- Promotional poster
- Фурия
- Genre: Superhero
- Based on: Red Fury comic series by Artyom Gabrelyanov
- Country of origin: Russia
- Original language: Russian

Production
- Producers: Artyom Gabrelyanov; Mikhail Kitaev; Olga Fillipuk;
- Production companies: Bubble Studios; Kinopoisk;

Original release
- Network: Kinopoisk

= Fury (Russian TV series) =

Upcoming Russian web series

Fury (Фурия) is an upcoming Russian TV series co-produced by Bubble Studios and Kinopoisk, based on the Red Fury Russian comic book series by Bubble Comics. The series is part of the Bubble cinematic universe along with the movie Major Grom: Plague Doctor. Even before the shooting of the debut films of the studio, a short and feature film adaptations of comics about Major Grom, Artyom Gabrelyanov talked about plans to shoot film adaptations of other Bubble comics, if the first films prove successful. The success of Major Grom: Plague Doctor was mixed: despite the box office failure, the film achieved popularity on streaming platforms. In this regard, the filmmakers noted that they would continue to create film adaptations, but most likely by order and funding of streaming platforms such as KinoPoisk HD and Netflix. The series was announced on October 1, 2021. Artyom Gabrelyanov, Mikhail Kitaev, and Olga Filipuk will be the producers of the series.

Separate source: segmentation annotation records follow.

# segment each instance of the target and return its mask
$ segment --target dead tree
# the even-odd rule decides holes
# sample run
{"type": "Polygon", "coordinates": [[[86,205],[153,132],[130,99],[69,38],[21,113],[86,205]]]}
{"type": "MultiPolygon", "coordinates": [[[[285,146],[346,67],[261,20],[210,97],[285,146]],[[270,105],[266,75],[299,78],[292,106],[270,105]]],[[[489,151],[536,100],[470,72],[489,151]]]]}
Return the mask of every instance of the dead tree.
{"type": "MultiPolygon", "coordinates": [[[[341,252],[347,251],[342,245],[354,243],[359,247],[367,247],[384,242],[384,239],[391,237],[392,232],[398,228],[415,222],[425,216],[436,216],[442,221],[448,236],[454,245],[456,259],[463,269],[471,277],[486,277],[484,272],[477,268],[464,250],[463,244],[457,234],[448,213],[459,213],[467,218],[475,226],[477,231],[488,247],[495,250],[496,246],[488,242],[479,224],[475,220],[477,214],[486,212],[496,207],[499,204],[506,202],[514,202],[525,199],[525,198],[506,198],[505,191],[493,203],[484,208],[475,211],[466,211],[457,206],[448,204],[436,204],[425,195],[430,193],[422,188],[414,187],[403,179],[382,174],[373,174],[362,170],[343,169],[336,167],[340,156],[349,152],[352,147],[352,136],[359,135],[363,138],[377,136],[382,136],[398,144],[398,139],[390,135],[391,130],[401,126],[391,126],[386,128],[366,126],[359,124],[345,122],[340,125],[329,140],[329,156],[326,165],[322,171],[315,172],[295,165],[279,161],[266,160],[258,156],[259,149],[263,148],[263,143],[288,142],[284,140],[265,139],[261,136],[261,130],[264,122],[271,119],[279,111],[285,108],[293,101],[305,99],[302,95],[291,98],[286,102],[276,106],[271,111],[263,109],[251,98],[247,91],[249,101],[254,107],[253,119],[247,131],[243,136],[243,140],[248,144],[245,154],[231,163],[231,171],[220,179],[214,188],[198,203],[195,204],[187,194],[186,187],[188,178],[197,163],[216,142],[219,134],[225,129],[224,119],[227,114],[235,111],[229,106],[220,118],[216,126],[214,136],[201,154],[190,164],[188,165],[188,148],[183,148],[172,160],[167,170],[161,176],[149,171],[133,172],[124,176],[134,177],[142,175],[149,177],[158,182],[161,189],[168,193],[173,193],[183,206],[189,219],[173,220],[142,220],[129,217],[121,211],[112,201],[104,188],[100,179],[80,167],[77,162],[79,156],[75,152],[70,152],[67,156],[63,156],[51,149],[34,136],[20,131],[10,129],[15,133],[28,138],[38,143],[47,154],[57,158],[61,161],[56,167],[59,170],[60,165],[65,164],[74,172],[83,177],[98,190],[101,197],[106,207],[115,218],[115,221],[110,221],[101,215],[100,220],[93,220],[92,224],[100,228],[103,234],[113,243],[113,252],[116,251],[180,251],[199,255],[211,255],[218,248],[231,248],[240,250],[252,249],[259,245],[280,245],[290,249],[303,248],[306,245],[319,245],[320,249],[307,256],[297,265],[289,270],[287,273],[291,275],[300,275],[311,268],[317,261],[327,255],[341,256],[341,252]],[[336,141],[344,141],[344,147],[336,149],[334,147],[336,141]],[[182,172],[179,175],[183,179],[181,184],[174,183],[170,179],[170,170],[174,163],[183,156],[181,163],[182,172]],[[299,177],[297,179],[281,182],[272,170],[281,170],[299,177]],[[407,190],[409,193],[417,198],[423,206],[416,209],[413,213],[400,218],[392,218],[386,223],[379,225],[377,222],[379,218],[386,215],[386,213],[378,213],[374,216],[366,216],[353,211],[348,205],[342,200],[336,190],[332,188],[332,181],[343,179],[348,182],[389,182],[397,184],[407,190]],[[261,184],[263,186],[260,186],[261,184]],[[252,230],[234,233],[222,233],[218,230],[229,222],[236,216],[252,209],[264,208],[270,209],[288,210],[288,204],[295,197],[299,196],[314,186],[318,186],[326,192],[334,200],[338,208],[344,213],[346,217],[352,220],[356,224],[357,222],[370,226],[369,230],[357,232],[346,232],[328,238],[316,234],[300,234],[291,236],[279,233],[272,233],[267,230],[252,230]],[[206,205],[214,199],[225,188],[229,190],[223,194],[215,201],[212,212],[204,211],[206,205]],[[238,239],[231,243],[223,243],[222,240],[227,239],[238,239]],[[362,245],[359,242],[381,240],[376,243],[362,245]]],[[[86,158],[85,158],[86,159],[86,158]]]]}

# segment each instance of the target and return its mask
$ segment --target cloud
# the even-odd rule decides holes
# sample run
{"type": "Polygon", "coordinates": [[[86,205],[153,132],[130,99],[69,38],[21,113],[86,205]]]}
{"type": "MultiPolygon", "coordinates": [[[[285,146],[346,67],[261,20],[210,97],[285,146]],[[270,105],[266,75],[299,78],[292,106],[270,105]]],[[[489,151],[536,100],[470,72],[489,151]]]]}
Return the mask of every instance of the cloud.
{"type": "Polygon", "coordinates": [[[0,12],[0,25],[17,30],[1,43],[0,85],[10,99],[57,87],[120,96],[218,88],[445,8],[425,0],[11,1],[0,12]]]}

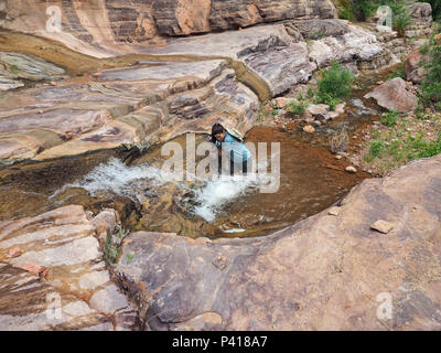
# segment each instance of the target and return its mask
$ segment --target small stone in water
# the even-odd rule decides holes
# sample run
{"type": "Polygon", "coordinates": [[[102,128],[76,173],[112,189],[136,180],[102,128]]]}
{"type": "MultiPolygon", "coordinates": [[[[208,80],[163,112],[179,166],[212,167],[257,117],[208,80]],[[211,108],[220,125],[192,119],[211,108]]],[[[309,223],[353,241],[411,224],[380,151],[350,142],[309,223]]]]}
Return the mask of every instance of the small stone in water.
{"type": "Polygon", "coordinates": [[[342,211],[340,207],[331,207],[327,211],[327,214],[330,214],[332,216],[337,216],[340,214],[340,211],[342,211]]]}
{"type": "Polygon", "coordinates": [[[370,228],[378,231],[379,233],[387,234],[394,229],[394,224],[379,220],[370,225],[370,228]]]}
{"type": "Polygon", "coordinates": [[[345,168],[345,171],[348,172],[348,173],[356,173],[357,172],[357,170],[352,165],[347,165],[345,168]]]}
{"type": "Polygon", "coordinates": [[[21,254],[23,254],[23,252],[19,247],[14,247],[8,252],[7,257],[13,258],[20,256],[21,254]]]}

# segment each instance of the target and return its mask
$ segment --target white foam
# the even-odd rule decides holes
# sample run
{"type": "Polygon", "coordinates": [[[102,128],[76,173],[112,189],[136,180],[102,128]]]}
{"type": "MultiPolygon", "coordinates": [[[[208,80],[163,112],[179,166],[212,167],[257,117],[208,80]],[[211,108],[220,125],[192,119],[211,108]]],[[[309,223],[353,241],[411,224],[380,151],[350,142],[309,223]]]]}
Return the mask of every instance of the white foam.
{"type": "MultiPolygon", "coordinates": [[[[67,188],[82,188],[92,195],[98,191],[110,191],[119,195],[139,200],[138,193],[142,186],[150,189],[174,183],[179,189],[193,191],[193,203],[196,204],[194,213],[207,222],[213,222],[216,214],[229,202],[249,192],[257,192],[259,185],[270,181],[269,174],[248,173],[247,175],[214,175],[211,179],[197,180],[189,184],[176,180],[176,175],[164,173],[160,168],[148,164],[128,167],[119,159],[111,158],[108,162],[99,164],[87,175],[75,183],[63,186],[53,196],[67,188]]],[[[140,201],[140,200],[139,200],[140,201]]]]}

The story is taking place in Moscow and tells the story of the professional female thief Nika Chaikina nicknamed Fury, who is involved in the war of criminal organizations. The authors noted that the appearance of Moscow will be changed from the real one by analogy with St. Petersburg from the film Major Grom: Plague Doctor: if Petersburg was made look more "historical", Moscow in the Fury will look much more futuristic. It is planned that Holt International the weapons corporation that was the antagonist in the Red Fury comic book, which was mentioned in the film Major Grom: Plague Doctor, will be an important part of the story in the series. In addition, a cameo of Igor Grom himself performed by Tikhon Zhiznevsky was announced. At the presentation Kinopoisk during the announcement of the series, the authors announced the basic concept of the original comic series will remain in the film adaptation, while the plot will undergo significant changes.